If there is a single takeaway from all of this, it is that ‘good’ institutions are neither easy to prescribe nor a precondition for successful developmental catch-up. Developmental catch-up invariably involves some borrowing ideas and technologies from abroad, but is never successfully led by borrowing. It is led by problem solving.’

If every serious scholar thinks this apart from Acemoglu and Robinson, (who he euphemistically categorized as ‘outliers’), have the donors done the decent, evidence-based thing? Ermm, not exactly.

‘That the immediate post-Cold War era should have featured a certain amount of liberal-democratic hubris is understandable. More striking is how durable much of the associated thinking has proven to be in the face of obvious disappointments and the build-up of the scholarly consensus against it.’

The discomfort zone for me and, probably, quite a few FP2P readers, is that David characterizes efforts to promote transparency and accountability as a prime example of imposing irrelevant and inappropriate solutions. ‘Much of what lies behind the social accountability theme, like the content of most public sector capacity building, is a projection of solutions derived from experience in OECD countries onto the very different realities of developing countries. In other words, social accountability falls to the critique developed [that] it is profoundly solution-driven.’
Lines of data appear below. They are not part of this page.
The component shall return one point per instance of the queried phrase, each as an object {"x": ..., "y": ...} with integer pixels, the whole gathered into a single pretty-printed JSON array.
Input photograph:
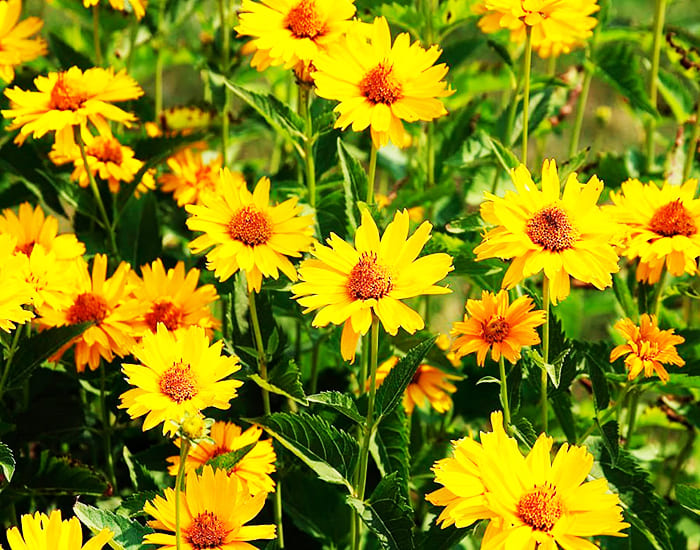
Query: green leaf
[{"x": 328, "y": 451}]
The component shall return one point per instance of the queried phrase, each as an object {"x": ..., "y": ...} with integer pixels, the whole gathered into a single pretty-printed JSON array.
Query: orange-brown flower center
[
  {"x": 673, "y": 219},
  {"x": 380, "y": 86},
  {"x": 541, "y": 508},
  {"x": 207, "y": 531},
  {"x": 368, "y": 279},
  {"x": 87, "y": 307},
  {"x": 304, "y": 21},
  {"x": 178, "y": 383},
  {"x": 250, "y": 226},
  {"x": 551, "y": 229}
]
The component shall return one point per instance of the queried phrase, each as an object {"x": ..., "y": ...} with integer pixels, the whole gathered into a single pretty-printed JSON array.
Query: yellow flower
[
  {"x": 15, "y": 45},
  {"x": 42, "y": 532},
  {"x": 491, "y": 323},
  {"x": 350, "y": 284},
  {"x": 70, "y": 98},
  {"x": 379, "y": 85},
  {"x": 180, "y": 374},
  {"x": 530, "y": 501},
  {"x": 556, "y": 25},
  {"x": 541, "y": 231},
  {"x": 253, "y": 469},
  {"x": 248, "y": 233},
  {"x": 648, "y": 347},
  {"x": 662, "y": 226}
]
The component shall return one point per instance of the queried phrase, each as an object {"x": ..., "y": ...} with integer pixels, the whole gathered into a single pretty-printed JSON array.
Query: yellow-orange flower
[{"x": 648, "y": 347}]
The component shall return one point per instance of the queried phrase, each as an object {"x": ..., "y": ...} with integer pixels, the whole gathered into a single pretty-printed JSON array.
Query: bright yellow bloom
[
  {"x": 648, "y": 347},
  {"x": 379, "y": 85},
  {"x": 70, "y": 98},
  {"x": 556, "y": 25},
  {"x": 214, "y": 510},
  {"x": 662, "y": 226},
  {"x": 491, "y": 323},
  {"x": 348, "y": 285},
  {"x": 253, "y": 469},
  {"x": 248, "y": 233},
  {"x": 42, "y": 532},
  {"x": 179, "y": 375},
  {"x": 541, "y": 231},
  {"x": 16, "y": 46},
  {"x": 530, "y": 501}
]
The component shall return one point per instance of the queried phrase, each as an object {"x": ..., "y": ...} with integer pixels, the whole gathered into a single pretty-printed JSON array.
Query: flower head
[
  {"x": 530, "y": 501},
  {"x": 350, "y": 284},
  {"x": 249, "y": 233},
  {"x": 648, "y": 347},
  {"x": 562, "y": 236}
]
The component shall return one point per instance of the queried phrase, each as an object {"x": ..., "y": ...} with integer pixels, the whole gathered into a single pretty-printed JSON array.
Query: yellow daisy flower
[
  {"x": 42, "y": 532},
  {"x": 379, "y": 84},
  {"x": 248, "y": 233},
  {"x": 350, "y": 284},
  {"x": 67, "y": 99},
  {"x": 530, "y": 501},
  {"x": 648, "y": 347},
  {"x": 16, "y": 46},
  {"x": 214, "y": 510},
  {"x": 541, "y": 231},
  {"x": 180, "y": 374},
  {"x": 493, "y": 323},
  {"x": 253, "y": 469},
  {"x": 662, "y": 226},
  {"x": 557, "y": 26}
]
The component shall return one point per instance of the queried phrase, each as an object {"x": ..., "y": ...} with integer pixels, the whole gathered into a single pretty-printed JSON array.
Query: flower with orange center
[
  {"x": 530, "y": 502},
  {"x": 661, "y": 226},
  {"x": 492, "y": 323},
  {"x": 248, "y": 233},
  {"x": 69, "y": 99},
  {"x": 179, "y": 375},
  {"x": 348, "y": 285},
  {"x": 648, "y": 347},
  {"x": 253, "y": 469},
  {"x": 379, "y": 84},
  {"x": 556, "y": 26},
  {"x": 16, "y": 46},
  {"x": 214, "y": 510},
  {"x": 541, "y": 231}
]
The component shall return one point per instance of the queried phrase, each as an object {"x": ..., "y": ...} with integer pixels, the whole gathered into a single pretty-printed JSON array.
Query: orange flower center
[
  {"x": 207, "y": 531},
  {"x": 541, "y": 508},
  {"x": 304, "y": 21},
  {"x": 178, "y": 384},
  {"x": 368, "y": 279},
  {"x": 551, "y": 229},
  {"x": 87, "y": 307},
  {"x": 380, "y": 86},
  {"x": 250, "y": 226},
  {"x": 673, "y": 219}
]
I suspect he feels a bit that way (or at least ambivalent) about human rights too – we’ve crossed swords in the past about his apparent infatuation with Rwanda’s Paul Kagame. At least this time he moderated his usual dismissal of civil society organizations, acknowledging their role but adding ‘Civil Society Organizations are contributing to their own marginalization by doing these kinds of things that don’t lead anywhere (eg Transparency & Accountability – sorry about that, IBP).’

The way to fix aid is to really adopt ‘problem-driven iterative adaptation’ (PDIA), which means taking each letter in that clunky acronym seriously. In his view, donors have made more progress on the IA bit (Adaptive Management is all about iteration and adaptation), but have still not bought into problem-driven. The fudge has been ‘issue based’ programmes that say ‘we will use adaptive management techniques to fix governance/health/education’ – DFID’s vaunted SAVI governance programme in Nigeria would fit that bill. David thinks this falls short – what if you want to tackle poor quality education and find out that the real problem is bad roads, failing electricity or a low tax base? You need to be able to follow where the problem leads you.

Well fine, but then he’s basically saying aid donors should behave like governments, working across sectors and ministries, making trade-offs etc, which seems pretty impractical. Ironically, his weakest section was about why donors fail to act on this understanding – he puts it down to domestic donor politics and self-serving governance advisers who advocate institutional reform because that’s what they do. He even, true to his iconoclastic streak, advocated scrapping the unfortunately named GOSAC, the DFID governance team that funds lots of his work! But he didn’t really get into the broader realm of ideas and institutions, and in Q&A accepted that some of the most influential drivers of ‘best practice’ reforms are westernised leaders within developing country governments.

Conclusion? David makes people feel uncomfortable, sometimes goes too far, but who cares? In a sector full of groupthink, we need more iconoclasts like him, so I’m very glad he isn’t actually retiring.